3-5.発生から熟成への過程

イ.-人々は権力の候補者に対して、親切であるか、望みやロマンを与えてくれるのか、恐ろしいのか、強力であるのか、損か得か、など色々に判断推理(嗅ぎ分け)をする。しかし特に力の入る嗅ぎ分けの内容はどの勢力がより強力で勝てそうであるかを嗅ぎ分けようとすることである。

(これを権力集中に関する雪だるま効果という)

正義が根強く追い求められるが、その欲求が幻影であるに過ぎないのか否か本人にも解らない。

権力闘争において、味方を増やすためにいかにも勝てそうな予測を人々に刷り込むための宣伝が用いられて、勝ち馬に乗ろうとする人々を集める。

そして勝ち馬乗りの誘惑に弱い人々が権力の胎内に毒素として混入するとともに繁殖し始める。

権力の(強弱ではなくて)正邪を嗅ぎ分けようとする者は危険を伴う道に踏み込む。長期的にはこの嗅ぎ分けが凱歌を挙げるのだが、その者が出世できるかどうか疑わしい。第一その時まで生きていられるかどうかも危ない。

ロ.反動形成(代償的形成)-人間は生計を依存していること、専ら法と暴力によって統制されていること、この二つの状態の中で屈服し続ける事に長くは耐えられない。

そこで次のように理由付けをして己を宥めようとする。

▶力と己とを一体化することによって力を 分かち持ちたい。ならばその力は強力であ って欲しい

▶庇護を受けているのであるから力を圧制者でなく守護者だと思いたい。したがって 力は神聖で、道徳的であって欲しい。

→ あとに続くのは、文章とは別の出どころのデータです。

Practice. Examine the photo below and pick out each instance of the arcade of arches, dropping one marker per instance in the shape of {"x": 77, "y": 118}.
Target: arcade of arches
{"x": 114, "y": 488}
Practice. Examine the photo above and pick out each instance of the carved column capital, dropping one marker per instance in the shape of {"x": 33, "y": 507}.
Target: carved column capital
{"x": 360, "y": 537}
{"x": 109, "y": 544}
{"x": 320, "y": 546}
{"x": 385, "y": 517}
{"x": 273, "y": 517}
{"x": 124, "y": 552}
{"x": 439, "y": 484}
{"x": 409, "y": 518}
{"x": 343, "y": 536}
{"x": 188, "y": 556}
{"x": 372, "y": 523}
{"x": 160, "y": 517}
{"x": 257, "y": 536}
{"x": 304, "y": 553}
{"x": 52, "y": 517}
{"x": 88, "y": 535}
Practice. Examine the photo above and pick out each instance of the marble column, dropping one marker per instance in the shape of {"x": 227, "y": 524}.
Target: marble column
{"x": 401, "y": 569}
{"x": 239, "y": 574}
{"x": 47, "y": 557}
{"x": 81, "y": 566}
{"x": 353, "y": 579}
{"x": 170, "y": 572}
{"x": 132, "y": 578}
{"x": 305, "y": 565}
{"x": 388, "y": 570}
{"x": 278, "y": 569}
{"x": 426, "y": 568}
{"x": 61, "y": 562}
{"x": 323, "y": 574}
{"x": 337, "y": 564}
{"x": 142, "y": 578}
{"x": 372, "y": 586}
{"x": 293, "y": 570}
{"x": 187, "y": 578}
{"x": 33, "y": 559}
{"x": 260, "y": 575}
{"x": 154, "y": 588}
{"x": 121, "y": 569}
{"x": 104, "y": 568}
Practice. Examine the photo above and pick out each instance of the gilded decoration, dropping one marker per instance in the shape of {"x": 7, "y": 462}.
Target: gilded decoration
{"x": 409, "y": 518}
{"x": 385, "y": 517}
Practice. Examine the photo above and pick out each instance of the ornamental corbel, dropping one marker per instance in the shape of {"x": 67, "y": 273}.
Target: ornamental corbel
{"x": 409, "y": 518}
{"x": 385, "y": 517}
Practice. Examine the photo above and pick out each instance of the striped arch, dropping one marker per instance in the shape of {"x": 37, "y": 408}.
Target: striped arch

そして、そのことは直ちに自分自身の神聖 さと道徳性でもある

かくして、うまく行けば権力のIdentityが、神聖、道徳、力、責任、愛、公正、などの想念を伴って熟成する。しかし始めから、いきなりそのような正当権力が合意と承認によって発生することはない。正当権力意思が先ずそこに在って、それに対して、夫々が絶対主権の主である所の分裂した個人個人が、その権力意思の正当さを、どうやってか知らぬが嗅ぎ取り、なぜか全員一致で承認するなどという現象は起きえない。そこで宗教がこのような神聖、絶対、正当、などを騙って手順前後に人々を誑かす。イデオロギーが自らを称して絶対正義なりと喚いて、己自身の支配意思を注入する。

あまねく照らし亘る法の降臨、その制定手続きと参加、承認、法を担保する暴力の集中と委任-こうした事柄が成立する過程は、全員一致によってではなく、闘争によって始まる。